Conservation of Energy
Edit: I’ve edited this bit quite heavily, as Matt Ebb made some great points in the comments.
Objects look brighter or darker because of the amount of light they reflect. The light they don’t reflect either as a diffuse or specular reflection is absorbed by the surface as heat, and so the total amount of energy hitting the surface is conserved. Blenders internal renderer, being a non-physically correct renderer does not conserve energy, but you can still bear the concept in mind whilst creating materials. In general the specular and diffuse components of a material shader should not both be set to the maximum, as this would suggest that the material was reflecting 100% of the light it received as diffuse light, and then another 100% as specular reflection! Clearly impossible. Instead, if your material reflects a lot of diffuse light, it should probably have a lower specular value, if it is very shiny and has a high specular intensity, then it’s diffuse reflection should probably be low.

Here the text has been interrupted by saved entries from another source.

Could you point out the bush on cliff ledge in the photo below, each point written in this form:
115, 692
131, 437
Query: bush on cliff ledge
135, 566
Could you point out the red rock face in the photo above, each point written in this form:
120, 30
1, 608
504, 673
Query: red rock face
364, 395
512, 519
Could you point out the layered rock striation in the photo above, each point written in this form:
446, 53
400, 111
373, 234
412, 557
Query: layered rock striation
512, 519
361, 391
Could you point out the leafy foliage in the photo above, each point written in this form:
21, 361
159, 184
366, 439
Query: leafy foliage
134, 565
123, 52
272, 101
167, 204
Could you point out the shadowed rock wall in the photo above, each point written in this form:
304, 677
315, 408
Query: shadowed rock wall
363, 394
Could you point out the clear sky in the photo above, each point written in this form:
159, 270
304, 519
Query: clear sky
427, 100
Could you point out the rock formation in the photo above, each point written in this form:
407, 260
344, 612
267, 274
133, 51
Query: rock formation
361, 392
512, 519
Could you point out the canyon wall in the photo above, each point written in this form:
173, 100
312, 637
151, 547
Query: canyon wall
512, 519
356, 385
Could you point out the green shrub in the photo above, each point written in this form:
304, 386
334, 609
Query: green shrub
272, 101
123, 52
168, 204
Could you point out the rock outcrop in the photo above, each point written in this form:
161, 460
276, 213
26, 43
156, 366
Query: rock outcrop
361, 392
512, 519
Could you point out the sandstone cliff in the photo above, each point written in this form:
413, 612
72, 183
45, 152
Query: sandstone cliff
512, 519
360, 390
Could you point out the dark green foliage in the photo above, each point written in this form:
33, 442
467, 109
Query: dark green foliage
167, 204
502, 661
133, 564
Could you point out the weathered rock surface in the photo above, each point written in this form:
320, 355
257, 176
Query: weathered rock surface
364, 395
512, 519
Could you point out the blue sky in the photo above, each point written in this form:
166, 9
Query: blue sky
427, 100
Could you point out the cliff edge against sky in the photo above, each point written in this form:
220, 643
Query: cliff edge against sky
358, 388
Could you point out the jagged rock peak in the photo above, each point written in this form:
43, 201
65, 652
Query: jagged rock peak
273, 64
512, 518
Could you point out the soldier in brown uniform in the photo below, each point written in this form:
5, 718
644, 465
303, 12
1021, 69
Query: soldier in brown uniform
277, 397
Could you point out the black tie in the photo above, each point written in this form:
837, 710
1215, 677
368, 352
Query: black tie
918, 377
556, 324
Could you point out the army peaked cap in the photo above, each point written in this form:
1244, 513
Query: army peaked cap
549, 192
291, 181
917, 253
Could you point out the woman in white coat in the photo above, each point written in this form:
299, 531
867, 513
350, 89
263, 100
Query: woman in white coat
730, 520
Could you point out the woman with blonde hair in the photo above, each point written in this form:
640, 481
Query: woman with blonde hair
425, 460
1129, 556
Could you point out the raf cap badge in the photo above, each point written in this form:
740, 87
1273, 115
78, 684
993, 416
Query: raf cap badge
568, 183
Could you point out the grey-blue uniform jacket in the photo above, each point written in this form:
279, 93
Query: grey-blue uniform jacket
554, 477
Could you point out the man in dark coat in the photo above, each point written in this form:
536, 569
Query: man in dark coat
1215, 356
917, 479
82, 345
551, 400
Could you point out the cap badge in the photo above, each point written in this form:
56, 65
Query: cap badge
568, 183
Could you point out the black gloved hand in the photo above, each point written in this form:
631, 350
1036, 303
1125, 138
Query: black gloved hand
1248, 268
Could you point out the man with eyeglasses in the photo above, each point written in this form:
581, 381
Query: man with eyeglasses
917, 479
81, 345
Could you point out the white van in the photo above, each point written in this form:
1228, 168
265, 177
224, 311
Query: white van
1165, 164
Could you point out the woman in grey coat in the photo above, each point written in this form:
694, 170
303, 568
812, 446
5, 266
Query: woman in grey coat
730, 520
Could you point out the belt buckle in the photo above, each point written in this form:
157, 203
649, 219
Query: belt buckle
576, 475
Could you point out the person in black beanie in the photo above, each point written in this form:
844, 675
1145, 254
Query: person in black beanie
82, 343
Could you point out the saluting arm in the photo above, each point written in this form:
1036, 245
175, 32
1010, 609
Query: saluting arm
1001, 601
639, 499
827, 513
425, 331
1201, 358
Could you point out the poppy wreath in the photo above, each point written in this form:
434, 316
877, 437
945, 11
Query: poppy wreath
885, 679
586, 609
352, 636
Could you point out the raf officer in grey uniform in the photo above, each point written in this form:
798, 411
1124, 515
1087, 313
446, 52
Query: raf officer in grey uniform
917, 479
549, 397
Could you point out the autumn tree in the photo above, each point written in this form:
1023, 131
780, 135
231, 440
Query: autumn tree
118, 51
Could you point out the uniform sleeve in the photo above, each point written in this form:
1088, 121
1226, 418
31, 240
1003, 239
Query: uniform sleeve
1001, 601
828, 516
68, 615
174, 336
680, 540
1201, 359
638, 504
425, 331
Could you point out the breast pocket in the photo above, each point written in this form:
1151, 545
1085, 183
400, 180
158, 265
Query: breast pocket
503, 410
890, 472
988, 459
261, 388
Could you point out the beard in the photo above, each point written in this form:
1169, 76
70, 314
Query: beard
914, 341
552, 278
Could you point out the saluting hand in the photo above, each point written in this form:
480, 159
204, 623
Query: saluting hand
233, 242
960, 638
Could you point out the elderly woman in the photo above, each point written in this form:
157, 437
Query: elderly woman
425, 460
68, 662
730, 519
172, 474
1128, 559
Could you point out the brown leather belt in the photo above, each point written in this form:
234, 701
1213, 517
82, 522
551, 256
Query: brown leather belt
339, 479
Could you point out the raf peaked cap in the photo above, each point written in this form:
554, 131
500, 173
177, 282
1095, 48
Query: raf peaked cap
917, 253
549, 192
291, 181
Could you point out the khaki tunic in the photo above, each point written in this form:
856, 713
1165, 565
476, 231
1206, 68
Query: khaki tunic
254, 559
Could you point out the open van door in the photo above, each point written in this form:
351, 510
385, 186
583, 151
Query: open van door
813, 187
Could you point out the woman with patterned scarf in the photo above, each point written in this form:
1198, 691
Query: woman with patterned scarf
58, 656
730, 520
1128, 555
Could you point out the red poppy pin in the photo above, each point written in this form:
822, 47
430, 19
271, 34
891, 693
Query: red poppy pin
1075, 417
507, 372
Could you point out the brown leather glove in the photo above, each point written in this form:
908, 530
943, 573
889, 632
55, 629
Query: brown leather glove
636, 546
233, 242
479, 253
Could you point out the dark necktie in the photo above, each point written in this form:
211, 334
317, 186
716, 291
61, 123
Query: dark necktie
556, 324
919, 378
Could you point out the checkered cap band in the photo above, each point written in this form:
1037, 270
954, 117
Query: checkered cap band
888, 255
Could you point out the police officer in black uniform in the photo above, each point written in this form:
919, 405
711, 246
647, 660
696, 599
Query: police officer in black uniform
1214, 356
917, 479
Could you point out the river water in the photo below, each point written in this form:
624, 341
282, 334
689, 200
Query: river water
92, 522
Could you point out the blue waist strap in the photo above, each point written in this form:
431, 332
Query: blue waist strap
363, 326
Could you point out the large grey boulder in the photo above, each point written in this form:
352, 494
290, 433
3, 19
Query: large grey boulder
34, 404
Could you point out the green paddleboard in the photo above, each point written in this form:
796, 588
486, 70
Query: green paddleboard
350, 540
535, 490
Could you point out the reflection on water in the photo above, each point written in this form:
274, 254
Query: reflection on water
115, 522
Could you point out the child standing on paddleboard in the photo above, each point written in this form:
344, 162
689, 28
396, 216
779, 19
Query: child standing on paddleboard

In the example above, the specular and diffuse components of the middle sphere are both set right at the maximum, and as a result the material looks too bright. This might not be too noticeable in a simple scene, but in a more complex project things can soon start to look off if you create materials without any regard for keeping them physically plausible.
Specular vs mirror reflections
So we have established that diffuse and specular reflections are part of a single whole, which cannot be more (at least in reality) than the total amount of incident light. However, what about mirror reflections? Well, in reality, there is no difference between specular and mirror reflections, and in physics (as well as many physically correct renderers) the terms are used interchangeably (see the wikipedia article on specular reflection for example). However, when taking about specular reflections in terms of blenders materials, we are talking about an approximation of the way that objects reflect light, that takes into account only the light coming directly from the light source. In many situations, and for many materials, the only light strong enough to create a glossy specular reflection is that which is coming directly from the light source itself, and so this approximation works well for mimicking a basic shiny surface (as in the examples above). But a highly polished, mirror like surface can reflect the light coming from everything in its surroundings, and so we need to enable ray traced mirror reflections to enable this. To keep our material looking correct then, we need to realise that specular and mirror reflections are two sides of the same coin, specular reflections coming from the light itself, and mirror reflections coming from light reflecting off the surroundings.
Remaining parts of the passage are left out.